University of Toronto Press Inc. (UTPress)
Title: “Kno’ You’re Wally”: Reinventing Slavery, Family, and Nation in Pauline Hopkins’sPeculiar Sam, or The Underground Railroad
Description:
Pauline Hopkins’s Peculiar Sam, or The Underground Railroad (1879) is a musical drama about a fugitive family transitioning from bondage to freedom.
In her first theatrical piece produced, an ambitious Hopkins appropriates multiple performative and literary traditions – concertized spirituals, blackface minstrelsy, melodrama, the anti-slavery novel, slave narratives, and so-called Lost Cause literature – to reimagine enslavement experience.
This essay examines how a young artist–activist blends and balances competing artistic forms while also pursuing the personal and national politics of gendered and generational transformations.

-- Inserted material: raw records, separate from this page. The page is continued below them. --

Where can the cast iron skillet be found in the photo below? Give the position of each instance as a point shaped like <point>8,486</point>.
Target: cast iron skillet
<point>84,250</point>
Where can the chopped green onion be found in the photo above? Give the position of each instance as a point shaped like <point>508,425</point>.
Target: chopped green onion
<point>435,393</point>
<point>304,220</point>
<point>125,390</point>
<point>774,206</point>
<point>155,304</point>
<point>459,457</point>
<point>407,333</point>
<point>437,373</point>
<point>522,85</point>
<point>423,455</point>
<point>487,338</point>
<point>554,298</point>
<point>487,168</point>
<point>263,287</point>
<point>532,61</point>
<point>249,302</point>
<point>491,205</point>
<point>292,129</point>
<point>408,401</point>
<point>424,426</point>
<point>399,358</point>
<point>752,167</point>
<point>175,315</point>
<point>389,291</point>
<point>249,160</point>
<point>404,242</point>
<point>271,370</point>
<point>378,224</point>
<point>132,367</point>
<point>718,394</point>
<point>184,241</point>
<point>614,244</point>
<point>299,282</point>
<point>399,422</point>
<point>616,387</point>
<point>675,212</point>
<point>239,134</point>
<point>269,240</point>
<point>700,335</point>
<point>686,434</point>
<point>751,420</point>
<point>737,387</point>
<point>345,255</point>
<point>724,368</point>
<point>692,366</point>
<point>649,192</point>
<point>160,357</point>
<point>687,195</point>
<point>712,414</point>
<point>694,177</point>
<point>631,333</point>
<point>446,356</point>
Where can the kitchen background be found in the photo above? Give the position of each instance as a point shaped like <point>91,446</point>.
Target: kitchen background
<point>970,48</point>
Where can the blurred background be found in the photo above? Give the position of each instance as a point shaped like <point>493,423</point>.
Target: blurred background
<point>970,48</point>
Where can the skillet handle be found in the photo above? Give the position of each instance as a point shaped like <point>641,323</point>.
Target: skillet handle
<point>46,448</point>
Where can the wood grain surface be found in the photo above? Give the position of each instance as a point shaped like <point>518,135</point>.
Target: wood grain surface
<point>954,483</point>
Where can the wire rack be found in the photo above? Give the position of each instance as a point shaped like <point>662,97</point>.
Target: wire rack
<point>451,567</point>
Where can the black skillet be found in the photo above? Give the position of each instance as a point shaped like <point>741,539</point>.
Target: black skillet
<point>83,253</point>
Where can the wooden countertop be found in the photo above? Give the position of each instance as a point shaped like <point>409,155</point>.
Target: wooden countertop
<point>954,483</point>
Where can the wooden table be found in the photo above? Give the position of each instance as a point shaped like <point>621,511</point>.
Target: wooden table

On a personal level, Hopkins’s drama explores how a male fugitive discovers his value within family, how female fugitives reconsider popular archetypes like “Mammy” and “Topsy,” and how “new” citizens articulate individual conceptions of national belonging.
Writing during the “radical” phase of US Reconstruction, Hopkins also interjects her fugitive family into national debates on how to memorialize the past, reconcile in the present, and reconstitute for the future.